I pledge to not bicker about party differences or my opinion about the president and his actions. I pledge to be the bigger person, and ignore those people who chose to bicker at me, in honor of those who arent able to be here. I promise to be mature, and realize that there are many, many people who have suffered and died this week and there is NOTHING in this life as important or as devastating as the pain those people have suffered. For one week, I will forget that which makes my life seem so tainted, and act amiably towards everyone here, regardless of how I feel towards them.

Its never too late to change the way you approach something Julie.

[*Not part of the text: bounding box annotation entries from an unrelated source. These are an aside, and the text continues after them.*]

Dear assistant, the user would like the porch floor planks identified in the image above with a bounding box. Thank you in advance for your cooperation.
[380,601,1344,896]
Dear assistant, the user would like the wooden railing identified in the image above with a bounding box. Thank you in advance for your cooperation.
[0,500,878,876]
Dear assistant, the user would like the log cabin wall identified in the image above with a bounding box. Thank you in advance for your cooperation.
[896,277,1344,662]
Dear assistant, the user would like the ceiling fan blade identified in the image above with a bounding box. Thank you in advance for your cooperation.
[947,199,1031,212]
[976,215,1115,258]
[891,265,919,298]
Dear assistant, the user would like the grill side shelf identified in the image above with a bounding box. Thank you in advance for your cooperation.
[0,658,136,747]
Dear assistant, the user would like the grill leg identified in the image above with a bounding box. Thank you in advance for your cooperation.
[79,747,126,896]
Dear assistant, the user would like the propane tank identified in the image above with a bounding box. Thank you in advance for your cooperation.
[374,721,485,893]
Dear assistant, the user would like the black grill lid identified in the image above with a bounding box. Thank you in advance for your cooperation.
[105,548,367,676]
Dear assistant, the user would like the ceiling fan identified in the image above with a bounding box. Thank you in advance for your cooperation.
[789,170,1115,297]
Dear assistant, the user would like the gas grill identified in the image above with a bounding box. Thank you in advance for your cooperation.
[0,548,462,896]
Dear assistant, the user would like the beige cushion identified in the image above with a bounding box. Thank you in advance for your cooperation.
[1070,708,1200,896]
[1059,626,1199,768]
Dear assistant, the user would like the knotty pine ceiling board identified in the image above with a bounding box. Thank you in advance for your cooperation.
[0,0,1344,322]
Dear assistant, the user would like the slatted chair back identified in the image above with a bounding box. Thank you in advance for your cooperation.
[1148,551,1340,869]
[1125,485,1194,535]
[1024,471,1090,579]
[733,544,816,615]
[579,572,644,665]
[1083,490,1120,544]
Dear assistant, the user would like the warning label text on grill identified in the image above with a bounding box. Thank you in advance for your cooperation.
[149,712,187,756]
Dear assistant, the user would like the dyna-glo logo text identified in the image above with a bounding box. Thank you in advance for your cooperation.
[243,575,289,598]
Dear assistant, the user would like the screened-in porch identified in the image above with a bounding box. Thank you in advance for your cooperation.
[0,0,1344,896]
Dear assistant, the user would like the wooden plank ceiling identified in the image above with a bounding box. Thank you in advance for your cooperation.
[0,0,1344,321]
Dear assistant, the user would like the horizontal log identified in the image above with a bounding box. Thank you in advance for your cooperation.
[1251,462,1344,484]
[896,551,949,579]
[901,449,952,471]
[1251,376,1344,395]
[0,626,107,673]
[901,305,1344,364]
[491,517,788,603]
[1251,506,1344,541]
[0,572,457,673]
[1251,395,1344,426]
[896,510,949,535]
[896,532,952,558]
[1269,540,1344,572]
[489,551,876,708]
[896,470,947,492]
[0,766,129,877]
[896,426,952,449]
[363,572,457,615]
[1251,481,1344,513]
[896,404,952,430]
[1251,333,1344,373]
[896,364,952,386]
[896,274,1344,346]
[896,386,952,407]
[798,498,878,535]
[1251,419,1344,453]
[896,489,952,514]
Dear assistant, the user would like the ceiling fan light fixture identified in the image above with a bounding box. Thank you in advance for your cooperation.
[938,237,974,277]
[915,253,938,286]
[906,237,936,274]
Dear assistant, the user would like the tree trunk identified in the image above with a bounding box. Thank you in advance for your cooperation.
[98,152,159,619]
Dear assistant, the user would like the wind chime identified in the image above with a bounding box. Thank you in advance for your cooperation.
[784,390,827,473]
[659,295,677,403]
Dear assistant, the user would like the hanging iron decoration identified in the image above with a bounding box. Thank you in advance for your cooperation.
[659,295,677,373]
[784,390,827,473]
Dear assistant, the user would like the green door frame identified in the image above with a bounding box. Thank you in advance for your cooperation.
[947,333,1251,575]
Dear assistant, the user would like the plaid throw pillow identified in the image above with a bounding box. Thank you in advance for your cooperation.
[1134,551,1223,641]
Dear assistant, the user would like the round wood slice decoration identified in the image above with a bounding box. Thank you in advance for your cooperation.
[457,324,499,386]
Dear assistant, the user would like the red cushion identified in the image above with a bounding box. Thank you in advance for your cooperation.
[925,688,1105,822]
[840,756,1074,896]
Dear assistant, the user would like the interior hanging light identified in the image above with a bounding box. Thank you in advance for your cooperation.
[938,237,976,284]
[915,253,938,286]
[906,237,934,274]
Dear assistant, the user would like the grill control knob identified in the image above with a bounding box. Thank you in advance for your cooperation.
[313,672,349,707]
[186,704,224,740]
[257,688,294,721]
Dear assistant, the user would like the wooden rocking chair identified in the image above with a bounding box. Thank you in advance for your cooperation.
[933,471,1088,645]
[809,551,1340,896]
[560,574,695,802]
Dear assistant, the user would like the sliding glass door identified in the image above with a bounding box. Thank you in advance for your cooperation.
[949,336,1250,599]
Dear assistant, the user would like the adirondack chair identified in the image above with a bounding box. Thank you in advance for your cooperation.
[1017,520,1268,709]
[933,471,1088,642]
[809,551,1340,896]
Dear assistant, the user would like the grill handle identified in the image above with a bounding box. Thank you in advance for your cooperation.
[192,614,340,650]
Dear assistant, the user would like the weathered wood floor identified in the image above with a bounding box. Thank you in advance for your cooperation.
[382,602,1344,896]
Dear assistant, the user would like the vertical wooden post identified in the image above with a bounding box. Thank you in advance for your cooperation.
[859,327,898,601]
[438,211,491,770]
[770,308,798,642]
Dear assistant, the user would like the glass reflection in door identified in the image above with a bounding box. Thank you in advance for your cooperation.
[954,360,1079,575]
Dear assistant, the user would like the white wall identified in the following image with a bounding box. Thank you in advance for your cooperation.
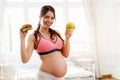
[94,0,120,75]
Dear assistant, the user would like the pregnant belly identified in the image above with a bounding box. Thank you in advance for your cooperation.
[41,54,67,77]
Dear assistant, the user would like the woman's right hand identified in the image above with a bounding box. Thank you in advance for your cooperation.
[20,26,27,39]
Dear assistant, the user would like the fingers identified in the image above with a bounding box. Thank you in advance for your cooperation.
[65,29,74,39]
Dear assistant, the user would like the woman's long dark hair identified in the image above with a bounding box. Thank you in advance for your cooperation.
[34,5,64,45]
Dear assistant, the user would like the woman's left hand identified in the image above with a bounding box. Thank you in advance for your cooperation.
[65,29,74,40]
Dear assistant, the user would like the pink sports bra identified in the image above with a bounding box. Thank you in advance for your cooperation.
[36,33,63,55]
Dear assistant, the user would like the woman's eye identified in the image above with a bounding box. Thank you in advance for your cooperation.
[45,16,49,18]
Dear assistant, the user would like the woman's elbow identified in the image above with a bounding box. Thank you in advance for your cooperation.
[63,55,69,58]
[22,59,28,64]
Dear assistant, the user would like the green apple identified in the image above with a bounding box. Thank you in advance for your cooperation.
[66,22,75,29]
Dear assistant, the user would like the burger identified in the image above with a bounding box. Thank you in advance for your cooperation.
[21,24,32,32]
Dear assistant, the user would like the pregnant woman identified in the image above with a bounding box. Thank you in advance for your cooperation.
[20,5,73,80]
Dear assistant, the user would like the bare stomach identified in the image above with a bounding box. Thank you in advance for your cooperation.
[40,52,67,77]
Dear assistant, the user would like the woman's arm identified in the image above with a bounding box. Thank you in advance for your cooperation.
[20,31,34,63]
[62,29,73,58]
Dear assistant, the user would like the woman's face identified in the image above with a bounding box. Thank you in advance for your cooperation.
[41,11,54,28]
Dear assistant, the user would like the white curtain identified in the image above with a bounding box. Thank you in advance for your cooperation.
[83,0,99,76]
[85,0,120,76]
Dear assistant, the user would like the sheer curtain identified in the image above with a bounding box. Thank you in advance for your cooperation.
[83,0,99,77]
[85,0,120,77]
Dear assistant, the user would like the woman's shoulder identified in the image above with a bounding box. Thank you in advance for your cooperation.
[29,33,35,40]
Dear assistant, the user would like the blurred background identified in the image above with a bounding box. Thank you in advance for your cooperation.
[0,0,120,78]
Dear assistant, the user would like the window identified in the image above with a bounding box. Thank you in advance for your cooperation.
[3,0,90,57]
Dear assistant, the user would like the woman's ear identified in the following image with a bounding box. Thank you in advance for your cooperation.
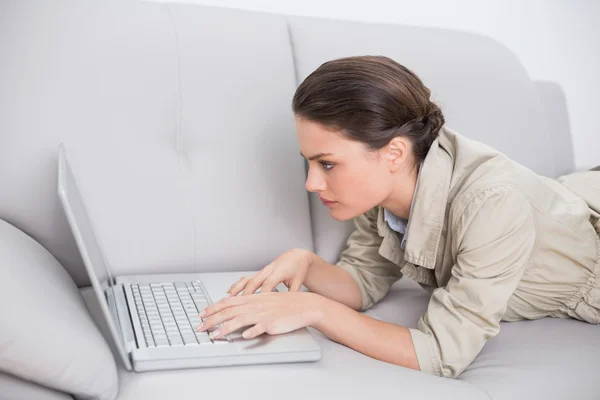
[386,137,410,172]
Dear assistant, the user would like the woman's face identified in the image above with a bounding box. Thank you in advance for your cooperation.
[296,117,395,221]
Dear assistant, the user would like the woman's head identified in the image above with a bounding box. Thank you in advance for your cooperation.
[293,56,444,220]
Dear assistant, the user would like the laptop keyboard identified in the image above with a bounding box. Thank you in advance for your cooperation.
[131,281,229,347]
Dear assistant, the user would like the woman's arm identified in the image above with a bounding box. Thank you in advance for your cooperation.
[304,252,362,310]
[312,297,420,370]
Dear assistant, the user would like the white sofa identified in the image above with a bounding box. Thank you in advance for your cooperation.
[0,0,600,400]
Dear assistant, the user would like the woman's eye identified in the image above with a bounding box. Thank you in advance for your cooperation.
[319,161,334,171]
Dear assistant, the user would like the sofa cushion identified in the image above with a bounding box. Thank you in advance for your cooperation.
[289,17,572,262]
[81,273,487,400]
[0,0,312,286]
[0,220,118,400]
[0,373,73,400]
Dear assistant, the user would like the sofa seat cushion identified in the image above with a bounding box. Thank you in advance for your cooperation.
[81,279,600,400]
[81,274,486,400]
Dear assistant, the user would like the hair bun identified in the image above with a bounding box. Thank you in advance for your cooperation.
[424,104,446,137]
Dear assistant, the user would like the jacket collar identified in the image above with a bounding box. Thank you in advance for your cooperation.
[377,128,454,269]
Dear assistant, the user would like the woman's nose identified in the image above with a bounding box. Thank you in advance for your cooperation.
[305,168,327,192]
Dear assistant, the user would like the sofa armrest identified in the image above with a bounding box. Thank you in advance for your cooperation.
[0,372,73,400]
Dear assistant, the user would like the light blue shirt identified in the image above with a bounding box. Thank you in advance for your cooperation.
[383,165,421,249]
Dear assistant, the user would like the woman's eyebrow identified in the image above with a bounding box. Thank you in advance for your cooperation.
[300,152,333,161]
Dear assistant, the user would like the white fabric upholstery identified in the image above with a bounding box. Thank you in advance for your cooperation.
[0,0,312,285]
[289,17,573,262]
[0,0,600,400]
[0,373,73,400]
[0,220,118,400]
[81,278,487,400]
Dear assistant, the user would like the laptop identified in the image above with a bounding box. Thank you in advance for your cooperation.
[58,144,321,372]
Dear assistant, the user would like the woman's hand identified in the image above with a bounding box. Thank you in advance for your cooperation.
[228,249,312,296]
[196,292,322,339]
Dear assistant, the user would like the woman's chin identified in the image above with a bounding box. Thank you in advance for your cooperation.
[329,207,356,221]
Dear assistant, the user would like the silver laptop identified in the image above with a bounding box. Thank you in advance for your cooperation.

Glad to see you, along with everyone else, realizing that there are more important things to think about today.

Goodnight all. I’m out for the day.

I pledge. Fighting does not help anything, and cannot change what has happened.

God forbid that I should go to any Heaven in which there are no horses.
~R. Graham

It has been posted elsewhere that Lily (the moderator) and InWhyCee have not been heard from. There are probably others as well… but those 2 I know of.

I Pledge.

But I’m with LordHelpus. We are both innocent and never cause any problems. Right?

Member of the Baby Greenie Support Group of North America

Good Job RF! Can I be the first to sign?

Miss you, see you next week!

I pledge to behave myself all week (actually for the remainder of the month), and as a start, go check out the “A tribute to the rescue workers” thread where I just posted a link for an item drive for the rescue workers in NYC. This one only applies to southeast PA, but it’s a start.

I’m in.

Colin, I was just thinking myself, “So are puke green TS’s really that important anymore?”

Life will go on.

And my new signature is going to be,
“The older I get, the better I used to be, but who the heck cares.”

“The older I get, the better I used to be.”

I’m in. Maybe a little too late, but I pledge now

as for not riding–the first thing I did when I got off of work on tuesday was go out and ride my adopted son. I’m sure he was wondering why his was getting such an overload of hugs that day. And I was reminded of how empathetic they are–he was so well-behaved it was scary.

The more this sinks in, the more I want to bury myself at the barn. Pain comes so immediately, but the truth of the situation takes so much longer, and is so much harder to deal with.

I pray that the missing BBers are just without internet access.